EU to Moscow: ‘Come to reason’ on Ukraine
A top European official says Russia is pushing the conflict in eastern Ukraine to the “point of no return,” and that the European Union may impose new economic sanctions to encourage Moscow to “come to reason.”
European Commission chief Jose Manuel Barroso spoke Saturday in Brussels, alongside Ukraine President Petro Poroshenko. His comments came at a European Union summit, as pro-Russian separatists backed by Russian armor and personnel battled Ukrainian forces near the Russian border.
Poroshenko — pleading for a stronger Western response to the crisis — said thousands of Russian troops and hundreds of Russian tanks are on Ukrainian soil. He also warned that prospects for a political settlement to the months-long crisis are threatened by Kremlin actions, and that failure to resolve the crisis could result in the conflict spreading to other parts of Europe.
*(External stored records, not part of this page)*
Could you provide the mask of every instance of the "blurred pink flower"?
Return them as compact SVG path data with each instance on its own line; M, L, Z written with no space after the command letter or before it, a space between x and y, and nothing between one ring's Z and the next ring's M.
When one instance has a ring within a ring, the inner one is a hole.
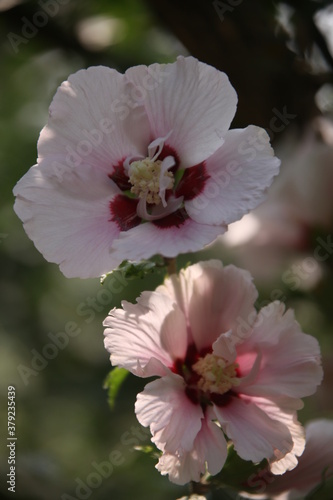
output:
M288 267L305 267L302 260L312 258L314 262L315 257L314 269L305 272L306 278L301 280L301 286L309 289L324 274L325 258L314 253L314 234L318 230L329 234L333 229L332 121L317 118L301 139L287 135L277 153L282 167L266 200L231 224L217 244L223 251L230 250L233 262L265 284L279 279ZM325 254L324 250L320 254ZM286 278L287 285L288 281L293 280Z
M202 249L262 201L280 165L263 129L228 130L236 103L228 77L193 57L70 76L14 189L28 236L81 278Z
M305 433L305 450L297 466L282 476L273 476L266 470L251 478L250 485L262 494L249 495L250 498L301 500L322 481L333 477L333 421L313 420L306 424Z
M256 298L247 271L212 260L172 275L135 305L124 301L104 322L113 365L160 377L135 411L163 452L157 468L175 483L199 481L206 464L212 475L221 470L223 433L241 458L267 458L276 474L303 452L296 410L321 382L319 345L283 304L257 313Z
Moscow is believed to be supporting pro-Russia separatists fighting government troops in eastern Ukraine.
Despite mounting evidence of direct Russian involvement, Moscow has repeatedly denied sending troops into Ukraine.
Those denials were met Saturday by new charges from Kyiv, where a military spokesman said Russian tanks had destroyed “virtually every house” in the small Ukrainian border town of Novosvitlivka. To the south, Russian-backed rebels also seized the coastal town of Novoazovsk this past week after several days of fighting.
For their part, rebel leaders admit that Russian soldiers are fighting in Ukraine, but separatist leader Oleksandr Zakharchenko insists they are doing so as volunteers while on leave from the Russian army. Earlier in the week, NATO estimated at least 1,000 Russian troops are present inside the country.
Tougher sanctions loom
The EU is prepared to toughen sanctions against Russia but wants a political deal to end the confrontation, its leader said earlier Saturday.
“We are ready to take very strong and clear measures, but we are keeping our doors open to a political solution,” European Commission President Jose Manuel Barroso said at a news conference with Poroshenko.
“It makes no sense to have … a new Cold War,” he said, adding that it would be “detrimental to all of Europe.”
Government troops pulling out
Andriy Lysenko, a spokesman for Ukraine’s national security council, said Saturday that government troops were pulling out of several communities in the east where rebel forces have mounted an increasingly strong show of force.
Ukrainian troops had taken control of the besieged border town, Novosvitlivka, earlier in the month. On Saturday, they retreated from that town and from Khryashchuvate, both on the main road between rebel-held Luhansk and the border with Russia.
Government troops also pulled out of Starobesheve and from Ilovaisk; they’d been surrounded in the latter town for days. Though they carried white flags in surrender, rebels “shot us from all sides,” one masked, unnamed soldier told the AP. “We were not engaged in military actions. We were just on the move.”
No official death toll was provided, though soldiers estimated dozens could have been killed.
Ukrainian military officials said an Su-25 fighter jet was shot down Friday by a Russian missile during fighting between Ukrainian forces and pro-Russian separatists in the eastern part of the country. The pilot managed to eject safely. There was no indication of precisely where the incident took place.
A dire history lesson
Back in Brussels, British Prime minister David Cameron called the situation in Ukraine “completely unacceptable” and said Europe should know from history how dire such a situation is.
The president of Lithuania, Dalia Grybauskaite, pushed for sending military aid to Ukraine, saying Russia is “effectively in a state of war against Europe.”
Russian President Vladimir Putin has accused Ukraine of repressing its opponents in the country’s east.
He also has compared Kyiv’s push to reclaim rebel strongholds near the Russian border to the Nazi invasion of the Soviet Union during World War II.
Monday marks 75 years since the war began in Europe with Nazi Germany’s invasion of Poland. Lithuania was occupied successively by German and Soviet forces during the war and was absorbed by the Soviet Union afterwards, until declaring itself independent again in 1990.
NATO summit next week
A two-day NATO summit next week will address what is seen as Russia’s territorial overreach. U.S. President Barack Obama is expected to attend the gathering in Wales, which begins Thursday.
NATO estimates 1,000 Russian troops are conducting “illegal military operations” inside Ukraine, with thousands more marshaled near Ukraine’s border.